GFAR webinar on "Measuring social media performance"
 
GFAR webinar on "Social Media Induction"
GFAR webinar on "Social Media Induction"GFAR webinar on "Social Media Induction"
GFAR webinar on "Social Media Induction"
 
GFAR webinar on "innovative annual reports"
GFAR webinar on "innovative annual reports"GFAR webinar on "innovative annual reports"
GFAR webinar on "innovative annual reports"
 
GFAR-TAP webinar on "Sharing Knowledge on Capacity Development for Agricultur...
GFAR-TAP webinar on "Sharing Knowledge on Capacity Development for Agricultur...GFAR-TAP webinar on "Sharing Knowledge on Capacity Development for Agricultur...
GFAR-TAP webinar on "Sharing Knowledge on Capacity Development for Agricultur...
 
GFAR COSA GLF webinar on "Effective Tools for Understanding, Managing and Acc...
GFAR COSA GLF webinar on "Effective Tools for Understanding, Managing and Acc...GFAR COSA GLF webinar on "Effective Tools for Understanding, Managing and Acc...
GFAR COSA GLF webinar on "Effective Tools for Understanding, Managing and Acc...
 
GFAR webinar: "The art and science of webcasting and webstreaming"
GFAR webinar: "The art and science of webcasting and webstreaming"GFAR webinar: "The art and science of webcasting and webstreaming"

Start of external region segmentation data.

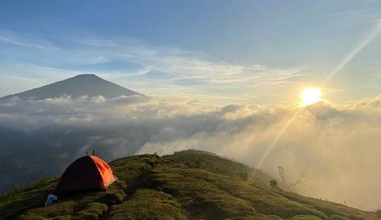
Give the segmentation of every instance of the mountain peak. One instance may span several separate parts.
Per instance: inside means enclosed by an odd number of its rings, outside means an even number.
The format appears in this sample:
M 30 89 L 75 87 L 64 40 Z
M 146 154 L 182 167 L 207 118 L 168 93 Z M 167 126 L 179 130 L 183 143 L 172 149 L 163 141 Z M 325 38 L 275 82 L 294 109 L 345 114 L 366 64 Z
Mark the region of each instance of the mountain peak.
M 8 95 L 0 98 L 0 99 L 7 99 L 13 97 L 18 97 L 21 99 L 33 97 L 35 99 L 44 99 L 59 97 L 64 94 L 74 97 L 85 95 L 89 97 L 101 95 L 109 99 L 121 95 L 143 95 L 105 80 L 95 74 L 81 74 L 39 88 Z

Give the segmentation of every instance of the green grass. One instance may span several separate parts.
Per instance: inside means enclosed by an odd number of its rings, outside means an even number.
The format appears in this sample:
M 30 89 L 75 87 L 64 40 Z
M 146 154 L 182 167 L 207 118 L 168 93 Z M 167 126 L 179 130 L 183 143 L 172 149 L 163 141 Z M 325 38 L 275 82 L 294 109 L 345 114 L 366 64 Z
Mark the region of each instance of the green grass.
M 380 214 L 272 188 L 271 176 L 202 151 L 109 164 L 119 181 L 40 207 L 56 179 L 0 197 L 0 219 L 380 219 Z M 247 175 L 245 175 L 247 173 Z

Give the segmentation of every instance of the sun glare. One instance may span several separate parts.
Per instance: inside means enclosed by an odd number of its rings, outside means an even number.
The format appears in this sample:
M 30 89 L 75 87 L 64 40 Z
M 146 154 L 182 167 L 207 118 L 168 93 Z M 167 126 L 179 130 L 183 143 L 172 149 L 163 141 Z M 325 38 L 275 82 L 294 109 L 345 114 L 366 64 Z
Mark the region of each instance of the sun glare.
M 320 96 L 320 90 L 316 88 L 306 89 L 303 91 L 301 98 L 303 99 L 302 106 L 306 106 L 311 104 L 314 104 L 319 101 L 322 101 L 319 97 Z

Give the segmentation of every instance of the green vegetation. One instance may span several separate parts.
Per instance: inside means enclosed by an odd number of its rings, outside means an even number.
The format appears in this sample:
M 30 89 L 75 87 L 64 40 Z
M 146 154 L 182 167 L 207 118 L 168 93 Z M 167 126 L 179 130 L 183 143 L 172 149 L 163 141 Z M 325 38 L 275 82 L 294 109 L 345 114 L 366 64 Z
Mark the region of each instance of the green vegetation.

GFAR webinar: "The art and science of webcasting and webstreaming"
 
GFAR webinar: "Farmers’ Rights: Complementarity between Researchers and Farmers"
GFAR webinar: "Farmers’ Rights: Complementarity between Researchers and Farmers"GFAR webinar: "Farmers’ Rights: Complementarity between Researchers and Farmers"

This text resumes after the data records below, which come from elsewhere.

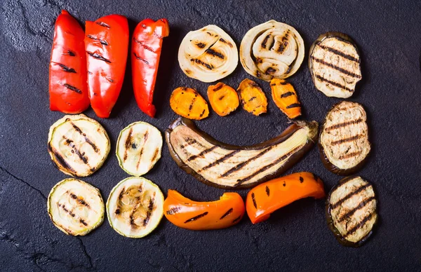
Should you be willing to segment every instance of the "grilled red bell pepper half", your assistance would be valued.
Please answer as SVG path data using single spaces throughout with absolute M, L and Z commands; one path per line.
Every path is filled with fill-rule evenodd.
M 124 16 L 110 15 L 86 21 L 85 29 L 91 104 L 98 117 L 108 118 L 124 79 L 128 23 Z
M 135 97 L 142 111 L 151 117 L 156 109 L 152 104 L 162 39 L 170 34 L 166 19 L 156 22 L 145 19 L 133 33 L 131 46 L 132 78 Z
M 57 18 L 50 61 L 50 109 L 79 114 L 89 107 L 85 34 L 66 11 Z

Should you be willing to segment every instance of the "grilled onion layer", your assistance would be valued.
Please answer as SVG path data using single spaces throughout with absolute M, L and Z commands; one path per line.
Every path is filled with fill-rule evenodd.
M 126 127 L 119 135 L 119 164 L 129 175 L 140 176 L 150 170 L 161 158 L 162 136 L 156 128 L 145 122 Z
M 225 31 L 210 25 L 187 33 L 180 45 L 178 62 L 187 76 L 203 82 L 216 81 L 236 67 L 237 48 Z
M 63 179 L 53 187 L 47 207 L 53 223 L 68 235 L 86 235 L 104 221 L 100 190 L 73 178 Z
M 98 170 L 109 152 L 107 132 L 84 114 L 66 115 L 50 128 L 48 153 L 65 174 L 86 177 Z
M 111 226 L 123 236 L 144 237 L 155 229 L 163 215 L 163 195 L 150 180 L 128 177 L 111 191 L 107 215 Z
M 246 72 L 258 79 L 286 79 L 304 59 L 304 41 L 290 25 L 270 20 L 248 32 L 240 46 L 240 61 Z

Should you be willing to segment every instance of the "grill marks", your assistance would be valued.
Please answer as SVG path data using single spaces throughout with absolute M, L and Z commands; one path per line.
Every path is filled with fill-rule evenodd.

GFAR webinar: "Farmers’ Rights: Complementarity between Researchers and Farmers"
 
GFAR webinar: "Communications Success stories"
GFAR webinar: "Communications Success stories"GFAR webinar: "Communications Success stories"
GFAR webinar: "Communications Success stories"
 
Beyond decision making: Foresight as a process for improving attitude towards...
Beyond decision making: Foresight as a process for improving attitude towards...Beyond decision making: Foresight as a process for improving attitude towards...
Beyond decision making: Foresight as a process for improving attitude towards...
 
Farmers’ Rights: Achieving Complementarity Between the Informal and Formal Se...
Farmers’ Rights: Achieving Complementarity Between the Informal and Formal Se...Farmers’ Rights: Achieving Complementarity Between the Informal and Formal Se...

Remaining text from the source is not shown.